Read time 2min 50sec
Dr Rajesh Patel, head of benefit and risk at BHF.
Dr Rajesh Patel, head of benefit and risk at BHF.

Medical industry body, the Board of Healthcare Funders (BHF), has welcomed the decision to broadly permit doctors and therapists to use video or phone calls to treat patients.

This week, the Health Professions Council of South Africa (HPCSA) amended telemedicine guidelines, which now allow healthcare professionals to use this method during consultations with patients.

Telemedicine enables the delivery of healthcare and the transfer of health information across distances using information and communication technologies such as e-mail and telephone calls, video links and social networks.

The Rosebank-domiciled BHF is the representative organisation for the majority of medical schemes throughout South Africa, Namibia, Zimbabwe, Botswana and Lesotho.

Globally, telemedicine has proved invaluable in the management of the deadly coronavirus (COVID-19), with many governments and healthcare systems advocating for digital healthcare tools and virtual consultations to be the first step and primary means of healthcare support during the COVID-19 outbreak.

Because of this, Dr Rajesh Patel, head of benefit and risk at the BHF, says: “Telemedicine is critical for enabling access to healthcare, and within the context of the coronavirus disease, it will minimise the risk of contamination.”

He notes that while this is a welcome move by the HPCSA, this exemption should be extended beyond COVID-19 lockdown to enable efficiencies within the healthcare system in the future, and also encourage local uptake of telemedicine.

The umbrella body for healthcare professionals, the HPCSA, had previously banned all forms of telemedicine until recently, when it relaxed the restrictions to allow telemedicine for the period of the COVID-19 lockdown for doctors to help only existing patients via video call and psychologists to use video or telephone calls to counsel new patients.

The HPCSA went on to amend its telemedicine guidelines clauses (b) and (c) respectively.

Clause (b) of the application of telemedicine guidelines during the COVID-19 pandemic stated: “Telehealth is only permissible in circumstances where there is an already-established practitioner-patient relationship, except where telepsychology and/or telepsychiatry is involved, in which case telehealth is permissible even without an established practitioner-patient relationship.”

The clause has been amended to state that telehealth should preferably be practised in circumstances where there is an already-established practitioner-patient relationship.

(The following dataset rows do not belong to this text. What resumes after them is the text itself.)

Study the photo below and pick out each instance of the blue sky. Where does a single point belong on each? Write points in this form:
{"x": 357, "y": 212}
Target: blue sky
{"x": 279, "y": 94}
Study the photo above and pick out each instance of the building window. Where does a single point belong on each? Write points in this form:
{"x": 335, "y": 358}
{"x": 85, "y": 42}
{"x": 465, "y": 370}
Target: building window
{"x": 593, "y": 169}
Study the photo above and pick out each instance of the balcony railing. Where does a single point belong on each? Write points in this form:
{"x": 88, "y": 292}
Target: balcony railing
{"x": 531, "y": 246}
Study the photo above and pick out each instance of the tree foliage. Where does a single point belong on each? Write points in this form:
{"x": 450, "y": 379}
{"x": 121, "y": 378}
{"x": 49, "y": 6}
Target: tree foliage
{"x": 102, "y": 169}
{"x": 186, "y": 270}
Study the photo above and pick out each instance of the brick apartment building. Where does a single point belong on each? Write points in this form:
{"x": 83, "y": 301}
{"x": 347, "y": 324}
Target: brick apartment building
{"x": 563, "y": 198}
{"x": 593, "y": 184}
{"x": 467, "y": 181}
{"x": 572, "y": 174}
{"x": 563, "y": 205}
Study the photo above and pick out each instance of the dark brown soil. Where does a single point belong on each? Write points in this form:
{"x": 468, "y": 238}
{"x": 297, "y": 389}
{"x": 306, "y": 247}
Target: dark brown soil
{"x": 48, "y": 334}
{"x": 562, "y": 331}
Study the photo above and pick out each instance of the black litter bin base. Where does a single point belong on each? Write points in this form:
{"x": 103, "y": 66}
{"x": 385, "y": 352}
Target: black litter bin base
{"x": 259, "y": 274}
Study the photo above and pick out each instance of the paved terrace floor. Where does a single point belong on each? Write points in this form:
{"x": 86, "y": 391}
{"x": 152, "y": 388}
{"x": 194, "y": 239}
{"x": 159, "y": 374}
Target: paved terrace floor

Where such a relationship does not exist, practitioners may still consult using telehealth, provided that such consultations are done in the best clinical interest of patients.

Clause (c) states: “Practitioners may charge a fee for services rendered through a telehealth platform.”

This has been amended to state that although practitioners may charge fees for consultations undertaken through telehealth platforms, the council strongly cautions against practices that may amount to over-servicing, perverse incentives and supersession.

Over and above this, the HPCSA has cautioned its members that ethical rules of conduct are still applicable during the practise of telehealth.

“It remains critical for the HPCSA to look at a long-term view of the application of these telemedicine guidelines to support efforts aimed at health systems reform, and to minimise unnecessary face-to-face consultations. This will reduce the burden on healthcare facilities and in turn help overcome barriers to access to health services,” says Dr Patel.